2008-10-17 21:35:14 | 和物
 第二次世界大戦三部作や最近では警察小説で知られる佐々木譲。彼は歴史小説も書く。僕が初めて読んだのが、幕末の中島三郎助という人物を主人公とした小説ということになる。浦賀奉行所の与力の息子として生まれ、最初に黒船に乗る日本人の一人となる。彼が幕末の動乱の中を生きていく。あまり知られていない人物。脇役に榎本武揚や勝海舟が登場する。北海道視点というものも感じられるが、歴史読み物というより小説らしい小説ということか。☆☆☆。


『フロスト気質』上・下 R・D・ウィングフィールド 創元推理文庫

2008-10-15 22:02:48 | 洋物
 やっと出たフロスト・シリーズ第四作。ところで、著者のR・D・ウィングフィールド氏は亡くなられたとか。残念。未翻訳は長編2作。未読で短編が1作。例によってのフロスト警部。マフラーを頸に巻き、くすね煙草をポケットから出してくわえる。

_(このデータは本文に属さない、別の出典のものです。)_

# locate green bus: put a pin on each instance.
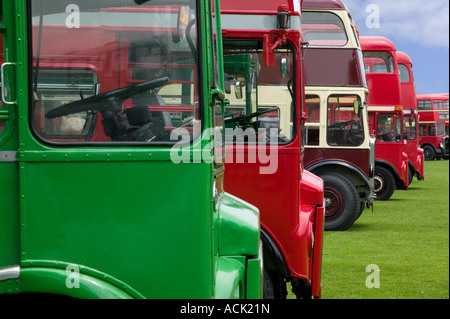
(111, 174)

「浣○は好きかい」の台詞も懐かしい。マレット署長は相変わらずフロスト警部を毛嫌いしながらも、どこかペースを外される。ウェルズ巡査部長やハンロン部長刑事といった常連さんも元気。今回のカタキ役はデントン署に出戻ってきたキャシディ警部代行。これがまた陰を持ちながら嫌な奴で。誘拐事件、少年行方不明事件、少年殺人事件と次々と事件が起きて、フロスト警部は何故かそのすべてに巻き込まれていく。うっかりしたり、人間洞察力の凄さを一瞬見せたり、それでいてあっさりと手柄を渡し、ボロクソ言われても平気。理想の人物なのだ。あんな人に私もなりたい。☆☆☆☆☆。
 このブログは、実際の読書と随分タイムラグがあって、ようやく『フロスト気質』の登場でした。

『ユニット』佐々木譲 文春文庫

2008-10-12 20:27:13 | 和物
 佐々木譲は『エトロフ発…』の第二次世界大戦物や、北海道県警物といった警察物で有名。広島の事件の傍聴を続けていたような記憶が。この物語の冒頭でそれを思い出した。妻子を殺された男、夫の暴力に脅える女。二人の人生が交錯する。そこで生まれた二つのユニット。それなりに読ませるのだが、カタカナミステリーに走った原因を思い出させるものがあった。あまりに現実が近くウェットなのだ。何だか暗い気分になるので☆☆☆でおしまい。

『陰の季節』横山秀夫 文春文庫

2008-10-09 23:23:49 | 和物
 横山秀夫のD県警シリーズ第一作。4作の短編集。表題作「陰の季節」、警務課の二渡が天下り人事の掟を破ろうとする元刑事部長に鈴を付ける話。「地の声」監察課監察官の新堂が一通の告発文書の処理にあたる話。「黒い線」警務課婦警担当係長七尾。婦警のリーダーである七尾が婦警の失踪を追う。「鞄」警務部秘書課の柘植。議会対策を担当する柘植が、県警に爆弾質問をするという議員に迫る。それぞれの立場、しかも刑事は常に主役でないという立場で、警察が描かれていく。確かに新しいタイプの警察小説であり、読ませる。☆☆☆☆。